The London market is being pulled down by falls in banks and telecoms stocks.

Footsie slides again

The London market is being pulled down by falls in banks and telecoms stocks.

By lunchtime the FTSE 100 Index was down 43.8 points at 4713.

The performance suggests that yesterday's bounce-back was what traders call a "dead cat bounce" - a recovery without any foundation.

The benign inflation picture raised the possibility that the Bank of England could afford to delay an increase in interest rates.

Despite this, banks slid lower, led by Abbey National which continued to fall in the aftermath of its shock profits warning last week. Shares slid 34½p to 798½p.

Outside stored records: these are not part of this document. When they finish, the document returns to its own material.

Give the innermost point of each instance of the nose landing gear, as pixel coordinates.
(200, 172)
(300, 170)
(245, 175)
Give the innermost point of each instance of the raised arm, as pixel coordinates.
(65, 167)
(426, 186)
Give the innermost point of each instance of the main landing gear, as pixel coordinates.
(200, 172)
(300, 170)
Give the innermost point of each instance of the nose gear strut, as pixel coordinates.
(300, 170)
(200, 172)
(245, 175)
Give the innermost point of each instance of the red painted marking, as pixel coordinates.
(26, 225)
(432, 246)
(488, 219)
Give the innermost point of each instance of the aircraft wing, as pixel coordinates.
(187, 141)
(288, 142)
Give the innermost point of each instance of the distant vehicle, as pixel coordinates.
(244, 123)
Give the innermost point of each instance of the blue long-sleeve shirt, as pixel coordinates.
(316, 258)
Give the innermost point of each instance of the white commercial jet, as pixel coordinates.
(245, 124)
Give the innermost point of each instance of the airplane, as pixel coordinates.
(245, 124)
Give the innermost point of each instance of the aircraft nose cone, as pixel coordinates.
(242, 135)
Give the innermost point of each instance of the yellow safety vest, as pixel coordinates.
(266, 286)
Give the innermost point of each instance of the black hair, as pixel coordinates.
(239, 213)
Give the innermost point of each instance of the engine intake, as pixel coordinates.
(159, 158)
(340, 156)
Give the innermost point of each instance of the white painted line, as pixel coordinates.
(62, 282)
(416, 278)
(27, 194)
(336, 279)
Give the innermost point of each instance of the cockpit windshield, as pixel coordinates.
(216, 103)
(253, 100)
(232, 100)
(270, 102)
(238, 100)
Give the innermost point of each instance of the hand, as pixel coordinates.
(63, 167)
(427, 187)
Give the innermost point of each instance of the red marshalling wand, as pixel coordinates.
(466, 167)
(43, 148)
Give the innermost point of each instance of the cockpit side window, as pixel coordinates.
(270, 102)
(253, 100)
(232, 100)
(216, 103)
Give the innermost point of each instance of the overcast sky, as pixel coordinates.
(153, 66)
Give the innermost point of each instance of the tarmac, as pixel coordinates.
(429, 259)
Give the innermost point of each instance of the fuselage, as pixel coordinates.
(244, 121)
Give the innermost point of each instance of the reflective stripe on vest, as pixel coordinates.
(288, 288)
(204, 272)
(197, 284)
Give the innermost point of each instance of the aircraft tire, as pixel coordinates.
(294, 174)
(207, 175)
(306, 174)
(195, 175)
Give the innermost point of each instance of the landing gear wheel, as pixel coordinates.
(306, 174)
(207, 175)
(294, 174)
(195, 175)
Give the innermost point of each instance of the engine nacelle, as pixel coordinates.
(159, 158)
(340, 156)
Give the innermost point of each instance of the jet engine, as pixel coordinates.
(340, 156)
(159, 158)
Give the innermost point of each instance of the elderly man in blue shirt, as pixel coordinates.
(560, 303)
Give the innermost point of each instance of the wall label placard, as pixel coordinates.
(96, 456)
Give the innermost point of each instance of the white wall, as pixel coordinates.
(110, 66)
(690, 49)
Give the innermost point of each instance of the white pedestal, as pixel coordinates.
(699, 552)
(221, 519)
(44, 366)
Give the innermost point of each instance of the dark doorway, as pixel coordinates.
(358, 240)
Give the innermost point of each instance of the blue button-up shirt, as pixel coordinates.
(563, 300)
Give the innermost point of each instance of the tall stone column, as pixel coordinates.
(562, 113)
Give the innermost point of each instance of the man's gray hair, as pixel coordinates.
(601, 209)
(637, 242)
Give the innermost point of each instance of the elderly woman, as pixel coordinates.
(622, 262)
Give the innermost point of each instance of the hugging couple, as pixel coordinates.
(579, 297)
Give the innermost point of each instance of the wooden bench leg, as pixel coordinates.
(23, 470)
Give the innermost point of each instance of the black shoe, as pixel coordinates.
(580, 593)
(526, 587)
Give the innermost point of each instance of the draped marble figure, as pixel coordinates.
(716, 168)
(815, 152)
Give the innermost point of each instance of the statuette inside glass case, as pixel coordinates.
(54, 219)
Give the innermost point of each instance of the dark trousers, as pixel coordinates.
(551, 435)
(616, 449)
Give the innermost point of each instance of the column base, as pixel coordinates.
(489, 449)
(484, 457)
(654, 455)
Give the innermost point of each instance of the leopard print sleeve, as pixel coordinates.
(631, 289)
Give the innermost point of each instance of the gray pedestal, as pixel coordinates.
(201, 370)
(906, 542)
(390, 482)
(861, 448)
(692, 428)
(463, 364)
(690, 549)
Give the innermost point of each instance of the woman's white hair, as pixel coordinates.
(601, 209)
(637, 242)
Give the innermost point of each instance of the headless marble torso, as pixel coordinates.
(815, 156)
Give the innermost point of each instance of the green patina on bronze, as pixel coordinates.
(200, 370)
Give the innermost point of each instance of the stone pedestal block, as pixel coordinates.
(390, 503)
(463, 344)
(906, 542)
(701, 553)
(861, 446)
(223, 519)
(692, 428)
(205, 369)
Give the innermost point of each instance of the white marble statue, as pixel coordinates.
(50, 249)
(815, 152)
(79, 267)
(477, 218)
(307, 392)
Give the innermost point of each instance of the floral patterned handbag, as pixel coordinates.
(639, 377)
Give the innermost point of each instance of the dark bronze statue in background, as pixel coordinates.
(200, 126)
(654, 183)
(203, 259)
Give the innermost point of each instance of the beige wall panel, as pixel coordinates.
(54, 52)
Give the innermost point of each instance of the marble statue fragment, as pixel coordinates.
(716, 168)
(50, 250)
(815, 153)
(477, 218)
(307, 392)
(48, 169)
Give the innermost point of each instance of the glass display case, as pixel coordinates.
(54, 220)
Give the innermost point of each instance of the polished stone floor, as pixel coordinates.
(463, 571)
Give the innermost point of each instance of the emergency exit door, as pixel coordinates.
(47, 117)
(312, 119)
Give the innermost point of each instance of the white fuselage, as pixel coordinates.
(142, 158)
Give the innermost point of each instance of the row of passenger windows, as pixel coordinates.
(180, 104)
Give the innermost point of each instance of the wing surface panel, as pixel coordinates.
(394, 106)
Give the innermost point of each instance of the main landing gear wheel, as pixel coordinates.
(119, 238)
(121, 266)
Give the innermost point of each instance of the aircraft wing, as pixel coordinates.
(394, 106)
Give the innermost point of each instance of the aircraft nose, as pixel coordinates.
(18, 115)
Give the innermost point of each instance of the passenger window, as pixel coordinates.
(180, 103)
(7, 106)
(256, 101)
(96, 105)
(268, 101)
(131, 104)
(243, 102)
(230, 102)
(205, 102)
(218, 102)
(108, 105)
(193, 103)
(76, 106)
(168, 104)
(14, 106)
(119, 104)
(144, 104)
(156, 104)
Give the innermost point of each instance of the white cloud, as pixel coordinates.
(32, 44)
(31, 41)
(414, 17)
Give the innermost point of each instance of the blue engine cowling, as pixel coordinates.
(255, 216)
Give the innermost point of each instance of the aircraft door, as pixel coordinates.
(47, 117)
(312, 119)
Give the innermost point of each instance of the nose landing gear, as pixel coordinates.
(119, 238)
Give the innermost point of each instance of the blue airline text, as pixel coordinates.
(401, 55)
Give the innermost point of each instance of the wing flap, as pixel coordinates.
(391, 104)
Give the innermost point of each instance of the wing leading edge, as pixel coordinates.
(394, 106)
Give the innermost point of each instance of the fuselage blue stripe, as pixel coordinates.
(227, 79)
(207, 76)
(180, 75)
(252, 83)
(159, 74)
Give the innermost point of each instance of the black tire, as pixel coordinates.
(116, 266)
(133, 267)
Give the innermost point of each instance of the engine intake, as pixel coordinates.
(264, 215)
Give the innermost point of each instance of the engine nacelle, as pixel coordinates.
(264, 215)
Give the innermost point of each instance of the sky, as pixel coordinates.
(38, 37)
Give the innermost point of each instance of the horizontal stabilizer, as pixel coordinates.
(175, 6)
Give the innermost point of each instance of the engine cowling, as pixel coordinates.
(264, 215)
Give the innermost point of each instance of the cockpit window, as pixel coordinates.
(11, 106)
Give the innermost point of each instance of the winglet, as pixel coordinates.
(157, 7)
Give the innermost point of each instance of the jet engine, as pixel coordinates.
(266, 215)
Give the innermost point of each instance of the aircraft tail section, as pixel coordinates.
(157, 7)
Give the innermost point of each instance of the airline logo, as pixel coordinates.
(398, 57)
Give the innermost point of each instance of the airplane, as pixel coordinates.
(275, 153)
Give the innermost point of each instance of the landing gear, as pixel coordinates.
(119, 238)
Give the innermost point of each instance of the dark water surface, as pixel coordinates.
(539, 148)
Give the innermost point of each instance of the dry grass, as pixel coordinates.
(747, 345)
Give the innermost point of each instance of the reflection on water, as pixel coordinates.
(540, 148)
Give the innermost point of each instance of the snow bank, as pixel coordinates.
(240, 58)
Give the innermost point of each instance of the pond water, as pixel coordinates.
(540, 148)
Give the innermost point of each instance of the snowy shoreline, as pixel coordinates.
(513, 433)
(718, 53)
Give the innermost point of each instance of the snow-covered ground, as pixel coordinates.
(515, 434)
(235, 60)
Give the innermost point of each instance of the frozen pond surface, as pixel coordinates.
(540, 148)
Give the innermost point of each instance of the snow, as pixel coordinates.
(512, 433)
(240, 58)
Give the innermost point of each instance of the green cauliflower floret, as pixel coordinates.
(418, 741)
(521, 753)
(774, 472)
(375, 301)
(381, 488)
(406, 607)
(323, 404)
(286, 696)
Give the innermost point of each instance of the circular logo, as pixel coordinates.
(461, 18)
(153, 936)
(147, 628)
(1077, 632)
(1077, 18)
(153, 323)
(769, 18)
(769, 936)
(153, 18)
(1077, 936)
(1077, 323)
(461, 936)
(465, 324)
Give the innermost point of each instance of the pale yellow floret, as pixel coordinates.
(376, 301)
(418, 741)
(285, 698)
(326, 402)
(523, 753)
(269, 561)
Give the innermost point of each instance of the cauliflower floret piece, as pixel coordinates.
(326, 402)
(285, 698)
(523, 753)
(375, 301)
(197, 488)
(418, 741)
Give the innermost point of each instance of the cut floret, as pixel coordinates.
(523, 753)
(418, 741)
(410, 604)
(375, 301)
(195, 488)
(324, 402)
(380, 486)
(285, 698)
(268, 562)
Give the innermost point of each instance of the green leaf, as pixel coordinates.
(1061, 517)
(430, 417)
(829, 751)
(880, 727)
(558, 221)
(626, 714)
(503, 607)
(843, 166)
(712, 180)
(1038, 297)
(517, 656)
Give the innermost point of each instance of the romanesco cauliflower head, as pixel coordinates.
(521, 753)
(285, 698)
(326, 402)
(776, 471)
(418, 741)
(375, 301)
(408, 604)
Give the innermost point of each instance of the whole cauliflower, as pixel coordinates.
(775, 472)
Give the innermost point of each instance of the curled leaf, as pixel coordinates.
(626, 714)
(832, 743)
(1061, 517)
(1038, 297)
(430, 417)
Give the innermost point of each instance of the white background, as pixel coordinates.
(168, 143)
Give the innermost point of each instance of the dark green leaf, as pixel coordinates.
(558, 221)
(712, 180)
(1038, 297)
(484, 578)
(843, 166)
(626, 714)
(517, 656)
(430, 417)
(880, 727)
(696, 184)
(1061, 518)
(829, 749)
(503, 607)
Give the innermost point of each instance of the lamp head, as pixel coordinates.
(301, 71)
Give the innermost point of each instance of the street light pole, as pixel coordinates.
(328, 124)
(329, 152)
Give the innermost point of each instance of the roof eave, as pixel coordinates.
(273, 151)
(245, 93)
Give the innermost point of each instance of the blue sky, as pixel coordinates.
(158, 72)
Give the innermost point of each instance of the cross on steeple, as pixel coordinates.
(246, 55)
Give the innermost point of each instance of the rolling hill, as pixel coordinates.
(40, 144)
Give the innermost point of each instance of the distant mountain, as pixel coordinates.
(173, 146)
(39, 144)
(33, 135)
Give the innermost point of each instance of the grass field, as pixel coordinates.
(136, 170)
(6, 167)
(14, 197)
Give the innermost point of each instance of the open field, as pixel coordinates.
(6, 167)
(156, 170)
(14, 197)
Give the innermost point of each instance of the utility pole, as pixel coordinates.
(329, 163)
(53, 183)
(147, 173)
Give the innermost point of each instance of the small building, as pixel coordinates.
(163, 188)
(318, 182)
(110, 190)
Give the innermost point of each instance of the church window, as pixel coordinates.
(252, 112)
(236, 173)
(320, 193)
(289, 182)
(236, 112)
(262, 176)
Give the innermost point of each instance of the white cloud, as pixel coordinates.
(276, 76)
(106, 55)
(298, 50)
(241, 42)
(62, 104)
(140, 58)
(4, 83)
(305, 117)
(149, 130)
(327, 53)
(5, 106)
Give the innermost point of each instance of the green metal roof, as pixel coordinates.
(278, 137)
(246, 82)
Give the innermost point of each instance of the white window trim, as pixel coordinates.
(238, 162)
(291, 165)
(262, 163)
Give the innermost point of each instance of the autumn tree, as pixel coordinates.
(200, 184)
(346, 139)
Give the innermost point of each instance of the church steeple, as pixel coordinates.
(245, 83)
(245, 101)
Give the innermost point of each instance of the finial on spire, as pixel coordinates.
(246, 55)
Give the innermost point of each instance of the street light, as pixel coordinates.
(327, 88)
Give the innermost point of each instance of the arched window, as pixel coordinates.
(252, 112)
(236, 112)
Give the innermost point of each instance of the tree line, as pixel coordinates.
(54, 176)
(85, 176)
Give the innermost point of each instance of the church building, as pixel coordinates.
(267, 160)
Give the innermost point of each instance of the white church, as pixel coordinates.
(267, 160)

HBOS fell 25p at 727p, Lloyds TSB was 13p lower at 649½p and Barclays fell 12p to 543p.

Technology stocks were weaker across Europe, and in London, computer services group Logica slid 5p at 200p, while among the telecoms, Vodafone was off 3%, down 2½p at 93¾p, and mmO2 fell 1¼p to 38½p.

However, oil stocks were gaining, with BP helped by broker upgrade, up 6p at 546p. Shell was ahead 4p at 495p.

They were joined on the Footsie risers board by British Airways after it announced it was cutting the price of European air fares on 42 routes by up to 80%. Shares rose 3½p to 200p.

Outside the main index, telecommunications company Telewest fell 17%, or 0.55p, to 2.60p, as a debt-for-equity swap appeared more likely.